SPHERES stands for Synchronized Position Hold, Engage, Reorient Experimental Satellites. This type of NASA Robot mainly consists of 3 miniaturized satellites that can work in extreme climates and environments. These satellites have 8-inch diameters and were originally used in the International Space Station (ISS).
The SPHERE was developed by the Massachusetts Institute of Technology (MIT) Space Systems Laboratory along with Aurora Flight Sciences with high end funding from the Department of Defense and several NASA centres. They wanted to provide the US Air Force and NASA with a long term, renewable, and upgradable platform for formation flight.

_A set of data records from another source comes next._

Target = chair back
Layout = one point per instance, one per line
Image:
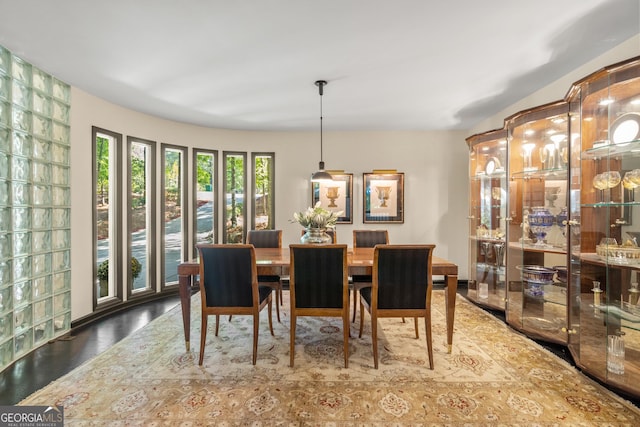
(265, 238)
(402, 276)
(228, 275)
(318, 276)
(369, 238)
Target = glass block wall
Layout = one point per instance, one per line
(35, 234)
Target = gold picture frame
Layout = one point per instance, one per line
(383, 197)
(336, 195)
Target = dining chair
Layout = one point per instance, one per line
(365, 239)
(268, 239)
(229, 285)
(319, 286)
(401, 287)
(330, 231)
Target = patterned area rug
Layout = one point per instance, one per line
(494, 376)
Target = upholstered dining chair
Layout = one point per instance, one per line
(319, 286)
(365, 239)
(268, 239)
(401, 287)
(330, 231)
(229, 285)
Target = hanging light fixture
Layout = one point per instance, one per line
(321, 175)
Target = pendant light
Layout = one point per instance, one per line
(321, 175)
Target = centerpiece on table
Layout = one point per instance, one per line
(316, 220)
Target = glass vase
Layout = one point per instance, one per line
(315, 235)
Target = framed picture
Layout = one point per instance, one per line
(335, 196)
(383, 197)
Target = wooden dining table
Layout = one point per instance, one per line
(276, 261)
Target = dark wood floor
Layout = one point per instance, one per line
(55, 359)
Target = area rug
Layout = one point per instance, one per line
(494, 376)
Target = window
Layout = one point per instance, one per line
(173, 211)
(205, 188)
(263, 191)
(107, 213)
(235, 183)
(141, 216)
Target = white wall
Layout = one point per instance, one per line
(558, 90)
(434, 163)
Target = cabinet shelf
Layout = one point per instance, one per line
(606, 151)
(534, 248)
(482, 175)
(610, 204)
(554, 173)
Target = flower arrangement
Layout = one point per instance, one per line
(317, 217)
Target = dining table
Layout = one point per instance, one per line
(276, 261)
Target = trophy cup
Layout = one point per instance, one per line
(383, 195)
(332, 195)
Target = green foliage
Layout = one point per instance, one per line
(138, 176)
(102, 168)
(205, 172)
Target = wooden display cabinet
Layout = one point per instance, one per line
(488, 189)
(604, 305)
(537, 261)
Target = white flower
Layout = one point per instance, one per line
(317, 217)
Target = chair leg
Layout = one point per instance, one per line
(361, 319)
(270, 316)
(345, 337)
(355, 301)
(278, 301)
(374, 338)
(292, 339)
(203, 337)
(427, 325)
(256, 329)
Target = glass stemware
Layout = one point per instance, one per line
(544, 155)
(613, 179)
(629, 184)
(601, 182)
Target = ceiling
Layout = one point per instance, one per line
(390, 65)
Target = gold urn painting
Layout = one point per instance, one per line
(335, 195)
(383, 196)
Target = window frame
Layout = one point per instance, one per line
(116, 258)
(272, 210)
(152, 231)
(242, 154)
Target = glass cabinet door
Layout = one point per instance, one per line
(487, 218)
(607, 296)
(537, 267)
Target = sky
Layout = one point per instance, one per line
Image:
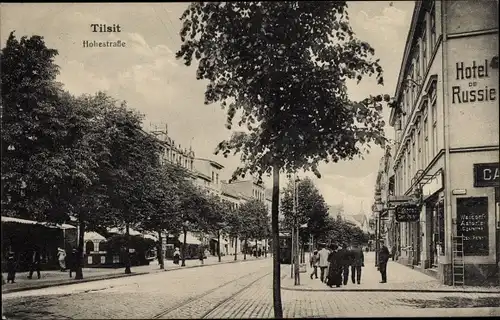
(147, 75)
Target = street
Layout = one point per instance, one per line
(239, 290)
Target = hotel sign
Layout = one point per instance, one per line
(486, 175)
(473, 91)
(408, 213)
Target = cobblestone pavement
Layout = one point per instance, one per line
(399, 278)
(210, 292)
(53, 277)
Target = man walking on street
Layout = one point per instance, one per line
(383, 257)
(35, 263)
(346, 260)
(314, 264)
(323, 261)
(358, 261)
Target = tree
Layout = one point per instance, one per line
(284, 66)
(252, 215)
(162, 201)
(311, 209)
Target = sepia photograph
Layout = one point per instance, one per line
(250, 159)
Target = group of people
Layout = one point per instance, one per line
(65, 262)
(336, 263)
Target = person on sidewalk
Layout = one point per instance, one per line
(314, 261)
(346, 261)
(358, 261)
(177, 256)
(335, 268)
(383, 258)
(11, 268)
(323, 261)
(72, 262)
(35, 263)
(61, 257)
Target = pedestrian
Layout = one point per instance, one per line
(323, 261)
(314, 261)
(335, 268)
(72, 262)
(358, 261)
(61, 257)
(177, 256)
(35, 263)
(11, 268)
(346, 261)
(383, 258)
(201, 255)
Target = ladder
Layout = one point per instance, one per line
(458, 265)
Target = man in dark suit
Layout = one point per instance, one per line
(358, 261)
(383, 257)
(346, 261)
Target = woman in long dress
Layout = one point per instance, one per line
(335, 268)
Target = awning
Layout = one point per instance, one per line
(190, 239)
(45, 224)
(93, 236)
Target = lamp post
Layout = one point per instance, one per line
(185, 226)
(378, 207)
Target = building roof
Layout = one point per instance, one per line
(212, 162)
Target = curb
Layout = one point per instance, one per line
(116, 276)
(390, 290)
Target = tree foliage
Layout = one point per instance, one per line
(311, 209)
(283, 67)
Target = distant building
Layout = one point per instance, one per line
(207, 174)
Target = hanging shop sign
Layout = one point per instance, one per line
(486, 175)
(472, 224)
(408, 212)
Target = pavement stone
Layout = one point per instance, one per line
(56, 278)
(399, 278)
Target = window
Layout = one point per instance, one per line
(426, 143)
(432, 15)
(424, 49)
(417, 63)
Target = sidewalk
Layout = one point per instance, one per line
(54, 278)
(399, 278)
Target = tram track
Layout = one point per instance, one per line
(192, 300)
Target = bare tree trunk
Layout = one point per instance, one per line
(160, 251)
(218, 246)
(127, 253)
(183, 264)
(245, 247)
(79, 251)
(236, 248)
(278, 308)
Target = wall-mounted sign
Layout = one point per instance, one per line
(408, 212)
(474, 91)
(486, 175)
(435, 184)
(472, 224)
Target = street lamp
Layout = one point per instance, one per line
(378, 208)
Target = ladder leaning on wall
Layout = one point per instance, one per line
(457, 264)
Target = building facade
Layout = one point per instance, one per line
(447, 139)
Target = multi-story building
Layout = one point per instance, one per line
(207, 175)
(447, 143)
(173, 153)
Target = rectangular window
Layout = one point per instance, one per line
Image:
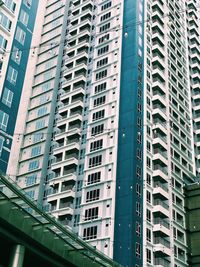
(99, 88)
(105, 6)
(24, 17)
(94, 178)
(28, 3)
(10, 4)
(31, 179)
(5, 22)
(97, 129)
(103, 50)
(90, 233)
(104, 38)
(3, 42)
(138, 209)
(104, 27)
(39, 124)
(7, 97)
(20, 35)
(3, 120)
(98, 115)
(35, 151)
(102, 62)
(96, 145)
(95, 161)
(42, 111)
(105, 16)
(91, 214)
(12, 75)
(102, 74)
(16, 55)
(99, 101)
(138, 250)
(1, 144)
(148, 255)
(93, 195)
(38, 137)
(138, 229)
(33, 165)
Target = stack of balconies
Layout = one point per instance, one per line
(69, 112)
(194, 57)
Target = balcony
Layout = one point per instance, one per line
(162, 246)
(160, 156)
(160, 173)
(161, 208)
(159, 262)
(160, 190)
(161, 227)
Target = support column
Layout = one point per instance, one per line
(17, 256)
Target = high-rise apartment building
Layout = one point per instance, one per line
(17, 20)
(104, 138)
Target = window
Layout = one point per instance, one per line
(138, 209)
(5, 22)
(97, 129)
(104, 38)
(95, 161)
(1, 144)
(93, 195)
(78, 203)
(33, 165)
(7, 97)
(94, 178)
(105, 16)
(102, 62)
(24, 17)
(3, 120)
(16, 55)
(30, 180)
(102, 74)
(10, 4)
(138, 190)
(148, 197)
(20, 35)
(90, 233)
(138, 250)
(3, 42)
(91, 214)
(12, 75)
(103, 50)
(148, 255)
(104, 27)
(42, 111)
(99, 88)
(148, 215)
(37, 137)
(99, 101)
(148, 235)
(138, 172)
(28, 3)
(105, 6)
(39, 124)
(31, 193)
(96, 145)
(35, 151)
(98, 115)
(138, 229)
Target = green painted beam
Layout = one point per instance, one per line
(22, 214)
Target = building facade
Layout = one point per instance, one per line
(17, 20)
(104, 139)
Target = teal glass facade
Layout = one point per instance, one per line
(128, 207)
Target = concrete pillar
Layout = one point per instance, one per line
(17, 256)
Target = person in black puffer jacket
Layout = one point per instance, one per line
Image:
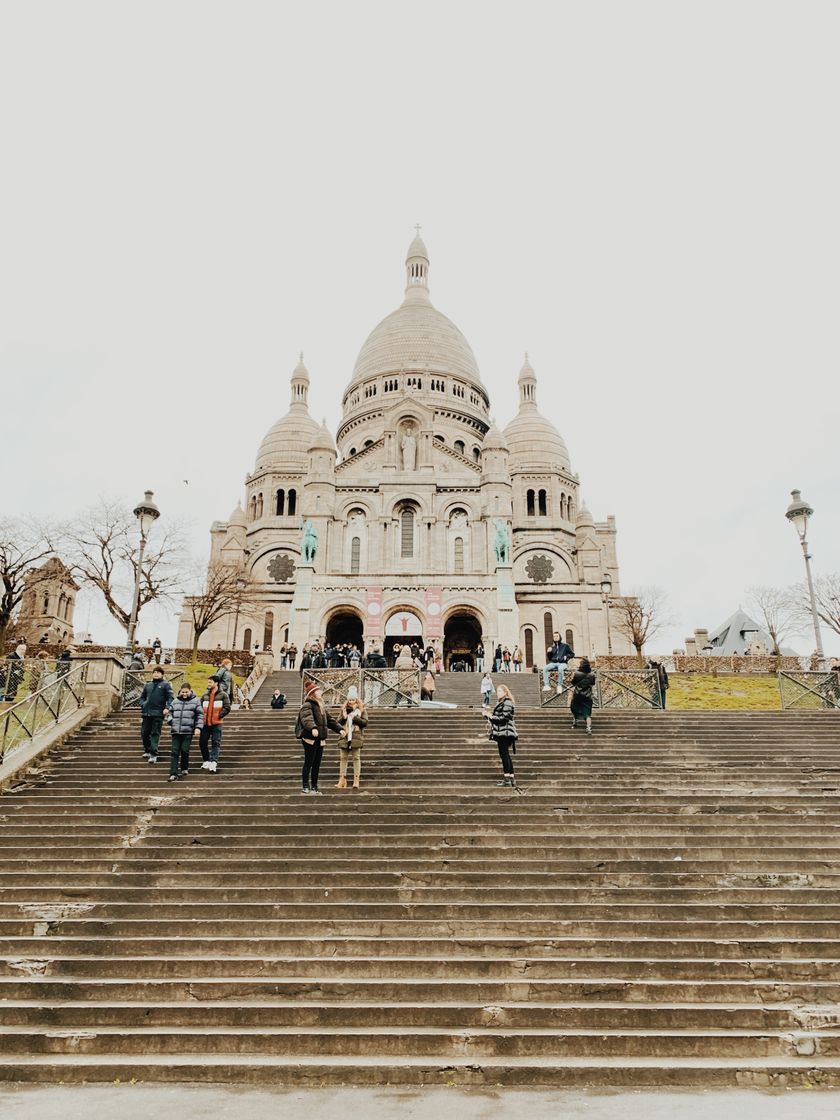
(504, 734)
(311, 726)
(186, 719)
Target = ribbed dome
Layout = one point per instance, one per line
(494, 440)
(323, 440)
(534, 441)
(288, 441)
(417, 336)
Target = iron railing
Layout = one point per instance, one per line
(625, 689)
(809, 690)
(134, 680)
(380, 688)
(19, 679)
(43, 709)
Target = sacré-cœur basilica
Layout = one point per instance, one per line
(420, 520)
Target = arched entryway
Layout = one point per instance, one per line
(345, 627)
(402, 627)
(462, 635)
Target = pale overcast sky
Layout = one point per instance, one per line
(642, 195)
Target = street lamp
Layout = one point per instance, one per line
(606, 587)
(147, 513)
(798, 513)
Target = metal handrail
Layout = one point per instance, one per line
(380, 688)
(808, 690)
(134, 681)
(625, 688)
(43, 709)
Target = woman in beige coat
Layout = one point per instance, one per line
(354, 721)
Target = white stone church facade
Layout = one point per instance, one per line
(425, 520)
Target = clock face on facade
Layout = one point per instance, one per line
(540, 569)
(281, 568)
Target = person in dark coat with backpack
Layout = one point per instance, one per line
(582, 683)
(156, 700)
(662, 674)
(311, 727)
(504, 734)
(186, 719)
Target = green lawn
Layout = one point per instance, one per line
(702, 692)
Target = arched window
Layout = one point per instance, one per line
(407, 532)
(458, 556)
(548, 630)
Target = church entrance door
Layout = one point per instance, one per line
(402, 628)
(346, 628)
(462, 635)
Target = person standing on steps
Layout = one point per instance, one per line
(311, 727)
(427, 687)
(582, 683)
(559, 655)
(662, 675)
(186, 719)
(215, 706)
(354, 718)
(503, 733)
(156, 700)
(486, 689)
(224, 675)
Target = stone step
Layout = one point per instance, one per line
(336, 1070)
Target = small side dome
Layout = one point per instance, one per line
(323, 440)
(494, 440)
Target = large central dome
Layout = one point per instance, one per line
(416, 337)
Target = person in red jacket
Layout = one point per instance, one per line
(215, 706)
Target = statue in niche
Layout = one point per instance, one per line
(408, 446)
(309, 542)
(502, 542)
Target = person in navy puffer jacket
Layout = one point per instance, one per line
(186, 719)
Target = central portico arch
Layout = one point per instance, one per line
(403, 626)
(462, 636)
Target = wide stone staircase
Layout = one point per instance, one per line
(654, 905)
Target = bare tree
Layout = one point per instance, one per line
(103, 550)
(24, 547)
(777, 610)
(641, 616)
(225, 590)
(827, 593)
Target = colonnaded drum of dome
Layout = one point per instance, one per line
(419, 506)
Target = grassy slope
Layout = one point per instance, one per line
(700, 691)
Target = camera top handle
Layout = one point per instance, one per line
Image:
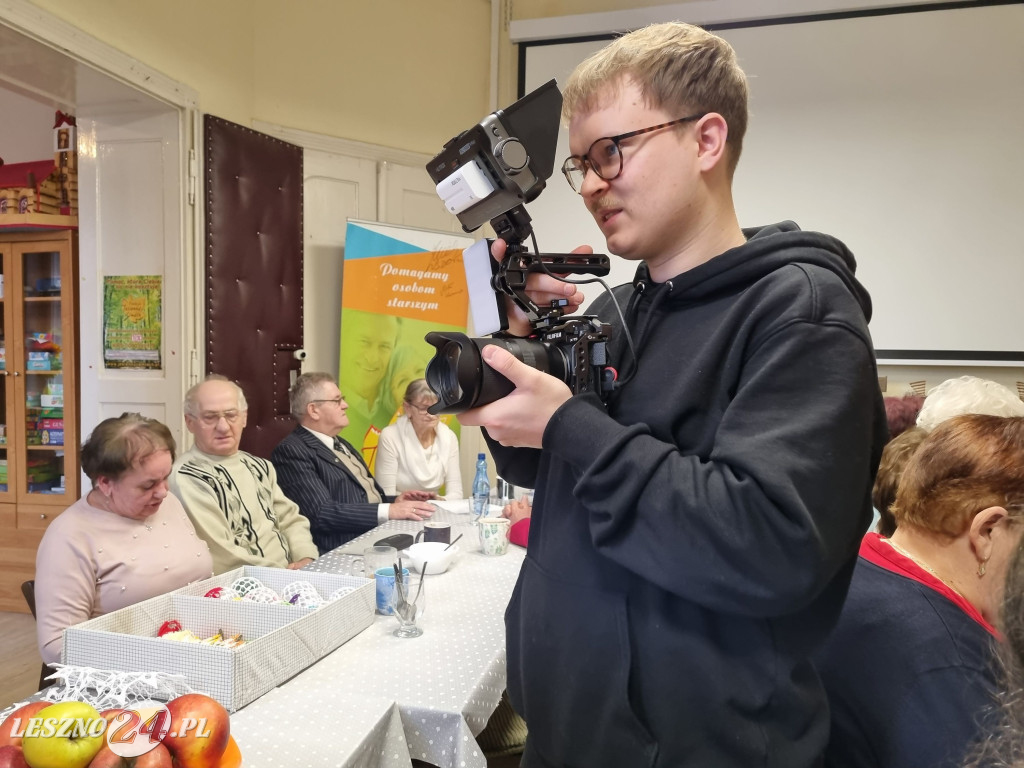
(510, 279)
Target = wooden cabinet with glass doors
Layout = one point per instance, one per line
(39, 469)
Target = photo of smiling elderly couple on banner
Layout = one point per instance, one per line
(399, 284)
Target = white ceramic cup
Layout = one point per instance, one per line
(495, 535)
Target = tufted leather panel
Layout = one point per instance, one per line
(254, 271)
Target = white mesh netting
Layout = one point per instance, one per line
(105, 689)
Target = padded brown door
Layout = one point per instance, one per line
(254, 271)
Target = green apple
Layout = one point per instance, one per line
(64, 735)
(17, 721)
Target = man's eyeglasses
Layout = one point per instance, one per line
(420, 409)
(212, 418)
(336, 400)
(604, 156)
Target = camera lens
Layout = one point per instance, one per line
(462, 380)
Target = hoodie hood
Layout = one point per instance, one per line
(767, 249)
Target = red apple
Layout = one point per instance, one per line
(23, 714)
(158, 757)
(200, 731)
(12, 757)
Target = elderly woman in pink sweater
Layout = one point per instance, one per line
(125, 541)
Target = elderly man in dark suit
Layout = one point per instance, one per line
(327, 477)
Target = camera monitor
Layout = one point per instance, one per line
(501, 163)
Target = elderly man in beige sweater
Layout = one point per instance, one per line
(231, 497)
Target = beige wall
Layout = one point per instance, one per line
(547, 8)
(396, 73)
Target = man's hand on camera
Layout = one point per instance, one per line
(410, 510)
(520, 418)
(416, 496)
(542, 289)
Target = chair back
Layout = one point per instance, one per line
(29, 590)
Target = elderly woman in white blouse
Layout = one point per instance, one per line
(418, 453)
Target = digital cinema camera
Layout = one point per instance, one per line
(487, 173)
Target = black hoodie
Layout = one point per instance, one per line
(692, 540)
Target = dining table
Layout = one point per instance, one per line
(380, 700)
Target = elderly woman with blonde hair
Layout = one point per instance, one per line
(968, 394)
(418, 452)
(127, 540)
(909, 667)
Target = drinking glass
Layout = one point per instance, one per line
(408, 602)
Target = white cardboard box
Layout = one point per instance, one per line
(281, 640)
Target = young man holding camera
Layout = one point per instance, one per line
(693, 537)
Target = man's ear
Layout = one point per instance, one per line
(712, 132)
(982, 528)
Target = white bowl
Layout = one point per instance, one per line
(434, 554)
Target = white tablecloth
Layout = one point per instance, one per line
(441, 686)
(379, 700)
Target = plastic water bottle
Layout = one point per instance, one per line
(481, 487)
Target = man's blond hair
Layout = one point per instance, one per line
(678, 68)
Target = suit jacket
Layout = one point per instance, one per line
(312, 476)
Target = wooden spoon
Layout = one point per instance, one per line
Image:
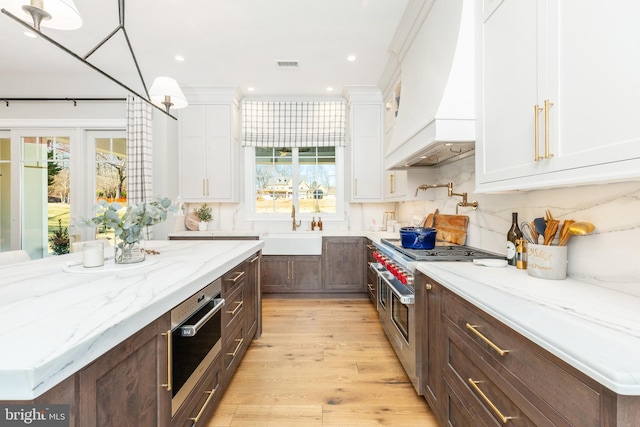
(564, 232)
(581, 228)
(550, 231)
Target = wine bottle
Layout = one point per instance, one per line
(513, 234)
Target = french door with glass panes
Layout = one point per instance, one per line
(52, 178)
(46, 187)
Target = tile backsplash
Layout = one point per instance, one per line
(611, 253)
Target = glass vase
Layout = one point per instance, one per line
(128, 253)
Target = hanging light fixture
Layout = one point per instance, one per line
(165, 91)
(54, 14)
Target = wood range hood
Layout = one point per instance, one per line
(435, 122)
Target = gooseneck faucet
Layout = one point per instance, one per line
(464, 203)
(293, 216)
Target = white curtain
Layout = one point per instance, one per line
(293, 124)
(139, 151)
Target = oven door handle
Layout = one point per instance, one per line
(191, 330)
(405, 296)
(373, 266)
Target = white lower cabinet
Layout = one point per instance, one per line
(559, 93)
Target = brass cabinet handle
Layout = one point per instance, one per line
(168, 385)
(474, 385)
(498, 350)
(238, 305)
(211, 393)
(547, 107)
(240, 341)
(237, 277)
(536, 133)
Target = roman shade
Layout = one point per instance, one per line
(139, 150)
(293, 124)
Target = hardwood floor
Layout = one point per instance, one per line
(321, 362)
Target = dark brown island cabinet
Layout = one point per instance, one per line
(128, 385)
(476, 371)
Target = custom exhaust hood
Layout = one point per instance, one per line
(435, 121)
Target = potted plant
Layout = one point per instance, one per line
(59, 240)
(204, 215)
(128, 226)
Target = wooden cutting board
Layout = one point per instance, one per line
(428, 221)
(451, 228)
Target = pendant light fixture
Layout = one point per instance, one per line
(54, 14)
(165, 91)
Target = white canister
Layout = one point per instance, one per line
(547, 261)
(93, 254)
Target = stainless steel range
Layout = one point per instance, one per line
(396, 267)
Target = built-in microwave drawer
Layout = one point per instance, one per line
(234, 308)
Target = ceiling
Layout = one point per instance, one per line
(225, 43)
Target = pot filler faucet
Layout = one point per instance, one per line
(293, 216)
(464, 203)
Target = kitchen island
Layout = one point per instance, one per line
(57, 322)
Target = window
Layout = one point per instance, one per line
(110, 171)
(294, 150)
(305, 177)
(46, 180)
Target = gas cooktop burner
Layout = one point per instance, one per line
(441, 252)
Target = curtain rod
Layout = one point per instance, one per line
(79, 58)
(74, 100)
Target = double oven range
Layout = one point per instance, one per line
(395, 269)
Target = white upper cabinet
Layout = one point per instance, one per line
(366, 142)
(208, 153)
(559, 93)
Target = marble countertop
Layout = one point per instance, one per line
(325, 233)
(594, 327)
(56, 322)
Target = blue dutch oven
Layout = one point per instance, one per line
(418, 237)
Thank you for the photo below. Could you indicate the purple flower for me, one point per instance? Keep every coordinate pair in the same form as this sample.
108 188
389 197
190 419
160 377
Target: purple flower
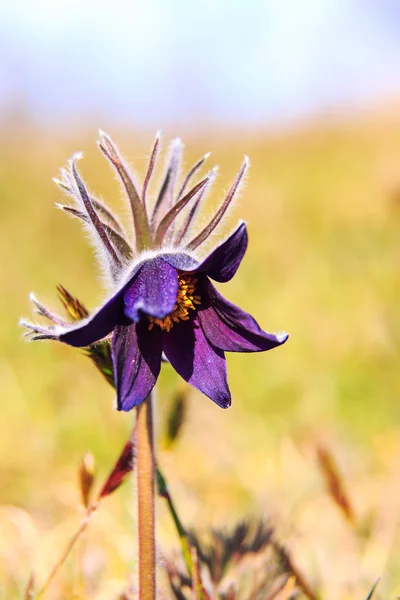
163 299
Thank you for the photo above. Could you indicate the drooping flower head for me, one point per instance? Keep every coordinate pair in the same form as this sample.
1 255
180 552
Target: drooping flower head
162 299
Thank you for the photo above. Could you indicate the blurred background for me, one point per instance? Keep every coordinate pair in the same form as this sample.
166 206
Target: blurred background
310 91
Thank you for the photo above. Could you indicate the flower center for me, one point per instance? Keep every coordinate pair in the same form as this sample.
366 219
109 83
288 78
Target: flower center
186 300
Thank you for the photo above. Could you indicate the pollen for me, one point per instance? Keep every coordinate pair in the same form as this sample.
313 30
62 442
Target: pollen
186 300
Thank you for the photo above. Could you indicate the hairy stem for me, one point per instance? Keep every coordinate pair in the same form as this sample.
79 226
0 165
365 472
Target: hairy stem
144 445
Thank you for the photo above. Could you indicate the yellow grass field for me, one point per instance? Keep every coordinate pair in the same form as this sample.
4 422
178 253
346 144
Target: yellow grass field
322 203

The main purpose of such a robot is to work in high risk conditions, metrology, and autonomy technologies.
Before reading further about Sphere, you may read our article on NASA Robots. You may also be interested in the article Anthropomimetic Machines
Synchronized Position Hold, Engage, Reorient Experimental Satellites (SPHERES)
Structure and Design of SPHERES
- The robot has 3 satellites which are micro-sized.
- These satellites are used to control the relative positions and orientations.
- It was made compatible for a 2-D laboratory platform, NASA’s KC-135, and the International Space Station.
- The robot is battery powered and during initial testing the device could fly within the ISS cabin using carbon dioxide to fuel 12 thrusters.
Launch of SPHERES
Initially, 3 SPHERES vehicles were designed and delivered to the ISS in 2006. The first vehicle had the least amount of equipments and was considered only for testing purposes. The second robot had more equipment and was sent along with Space Shuttle flight STS-121. The last vehicle was delivered to the station on Space Shuttle flight STS-116.